PETER KILDUFF had an inauspicious start to his career as an Oxford bus driver when he broke his ankle stumbling as he got out of his vehicle on the first day.

He put the mishap behind him and went on to become a stalwart of what is now Oxford Bus Company, becoming the only person to win bus driver of the year in successive years.

He held a variety of positions – driver, inspector and ticket machine controller – and was responsible for training more than 1,000 Oxford bus drivers during his career.
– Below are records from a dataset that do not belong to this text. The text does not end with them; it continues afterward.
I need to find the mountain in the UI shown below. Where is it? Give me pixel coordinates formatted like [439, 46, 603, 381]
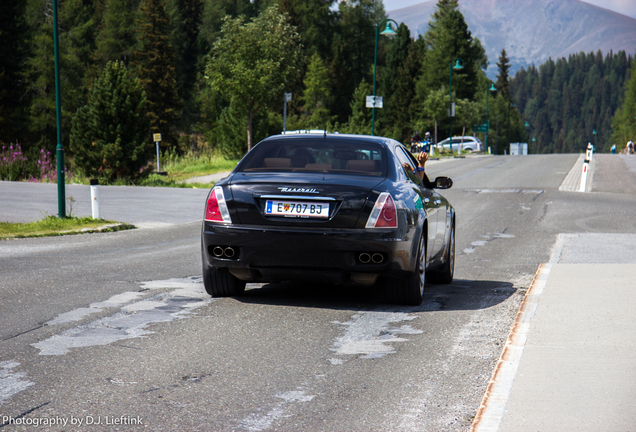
[388, 0, 636, 78]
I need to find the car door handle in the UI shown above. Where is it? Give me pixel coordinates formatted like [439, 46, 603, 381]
[434, 199, 441, 206]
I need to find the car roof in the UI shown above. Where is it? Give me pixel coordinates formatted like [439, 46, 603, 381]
[441, 136, 479, 142]
[260, 133, 395, 148]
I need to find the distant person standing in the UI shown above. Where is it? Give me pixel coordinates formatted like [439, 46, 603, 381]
[627, 141, 634, 155]
[422, 131, 432, 153]
[410, 131, 421, 153]
[611, 144, 617, 154]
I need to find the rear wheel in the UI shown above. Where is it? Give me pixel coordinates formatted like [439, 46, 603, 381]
[385, 236, 426, 305]
[203, 267, 246, 297]
[427, 222, 455, 284]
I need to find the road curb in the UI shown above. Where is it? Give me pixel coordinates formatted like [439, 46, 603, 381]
[470, 263, 552, 432]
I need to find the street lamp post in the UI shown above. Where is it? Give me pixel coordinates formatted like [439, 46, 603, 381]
[448, 58, 464, 141]
[371, 19, 397, 136]
[507, 101, 516, 151]
[53, 0, 65, 218]
[485, 83, 496, 153]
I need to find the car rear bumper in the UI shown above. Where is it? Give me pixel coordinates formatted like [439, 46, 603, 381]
[201, 223, 418, 285]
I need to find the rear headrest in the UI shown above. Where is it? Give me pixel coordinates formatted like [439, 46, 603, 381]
[263, 158, 291, 168]
[346, 160, 379, 172]
[305, 163, 333, 170]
A special tribute was made for his funeral, with an Oxford Bus Company Mercedes Citaro bus, bearing the words “Farewell Pete” on its electronic display, followed the hearse carrying Mr Kilduff’s coffin to Oxford Crematorium.

A vintage bus from the Oxford Bus Museum also followed, along with one of the buses Mr Kilduff used to instruct his trainees.
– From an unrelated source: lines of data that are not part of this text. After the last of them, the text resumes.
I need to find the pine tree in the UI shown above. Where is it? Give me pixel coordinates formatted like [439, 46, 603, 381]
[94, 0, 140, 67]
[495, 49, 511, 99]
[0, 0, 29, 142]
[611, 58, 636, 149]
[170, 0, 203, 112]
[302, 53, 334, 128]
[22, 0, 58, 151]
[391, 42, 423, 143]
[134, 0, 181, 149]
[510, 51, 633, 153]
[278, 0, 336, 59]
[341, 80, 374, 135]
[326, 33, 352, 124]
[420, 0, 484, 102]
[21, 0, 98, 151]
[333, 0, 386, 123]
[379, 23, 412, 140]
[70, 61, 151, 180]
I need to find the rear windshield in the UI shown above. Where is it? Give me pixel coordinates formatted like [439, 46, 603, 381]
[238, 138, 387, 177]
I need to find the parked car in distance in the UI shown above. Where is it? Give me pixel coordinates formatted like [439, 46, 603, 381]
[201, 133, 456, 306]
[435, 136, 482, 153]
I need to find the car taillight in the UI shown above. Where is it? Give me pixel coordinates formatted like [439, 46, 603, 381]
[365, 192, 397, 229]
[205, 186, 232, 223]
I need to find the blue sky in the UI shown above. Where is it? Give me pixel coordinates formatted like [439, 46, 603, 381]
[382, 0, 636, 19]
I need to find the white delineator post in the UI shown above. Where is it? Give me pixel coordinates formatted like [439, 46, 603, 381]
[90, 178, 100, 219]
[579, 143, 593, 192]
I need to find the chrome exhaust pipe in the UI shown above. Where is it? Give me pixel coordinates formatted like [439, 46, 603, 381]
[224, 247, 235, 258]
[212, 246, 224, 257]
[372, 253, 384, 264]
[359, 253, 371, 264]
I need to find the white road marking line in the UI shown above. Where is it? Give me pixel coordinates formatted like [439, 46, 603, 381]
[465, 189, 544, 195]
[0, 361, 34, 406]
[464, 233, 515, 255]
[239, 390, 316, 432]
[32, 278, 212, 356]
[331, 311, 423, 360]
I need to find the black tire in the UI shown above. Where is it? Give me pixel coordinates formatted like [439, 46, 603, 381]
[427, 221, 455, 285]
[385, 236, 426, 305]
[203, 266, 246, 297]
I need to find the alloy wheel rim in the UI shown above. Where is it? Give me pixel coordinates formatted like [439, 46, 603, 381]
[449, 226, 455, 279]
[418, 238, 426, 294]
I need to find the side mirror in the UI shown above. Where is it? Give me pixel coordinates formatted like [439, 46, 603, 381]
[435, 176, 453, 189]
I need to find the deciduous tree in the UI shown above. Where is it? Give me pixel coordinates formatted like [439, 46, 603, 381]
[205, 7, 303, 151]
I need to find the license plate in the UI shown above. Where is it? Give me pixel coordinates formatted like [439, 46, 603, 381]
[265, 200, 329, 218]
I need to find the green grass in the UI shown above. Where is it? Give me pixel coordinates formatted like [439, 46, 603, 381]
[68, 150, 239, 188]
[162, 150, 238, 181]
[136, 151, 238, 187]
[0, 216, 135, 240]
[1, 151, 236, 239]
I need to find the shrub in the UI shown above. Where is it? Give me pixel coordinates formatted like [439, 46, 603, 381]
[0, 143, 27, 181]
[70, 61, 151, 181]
Mr Kilduff joined the then City of Oxford Motor Services in 1969 as a trainee driver, aged 24, suffering his broken ankle on his first day.
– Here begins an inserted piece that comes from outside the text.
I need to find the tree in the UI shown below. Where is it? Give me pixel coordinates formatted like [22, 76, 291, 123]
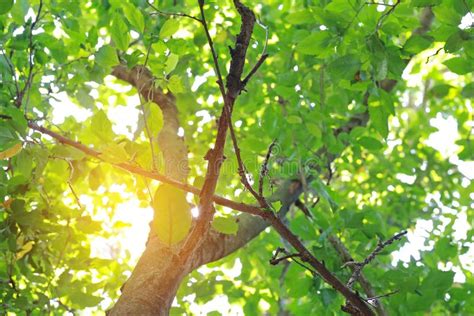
[0, 0, 473, 314]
It was in 1975 and 76 and that he won Bus Driver of the Year, while in 2008 he received a special award for 36 consecutive years of safe driving. That is another miletone noone at the Oxford Bus Company has matched.

He retired last October because of ill health. Mr Kilduff, who died aged 64, leaves a widow, Carol, and two sons, Jason and Barry.

He was educated at Edmund Campion School, in Oxford and his first job was as a fireman with British Railways during the last days of steam locomotives in the 1960s.

Louisa Weeks, operations director at the Oxford Bus Company, said: “The funeral service was an uplifting celebration of Pete’s life.

“It was a fitting send-off for a remarkable man.”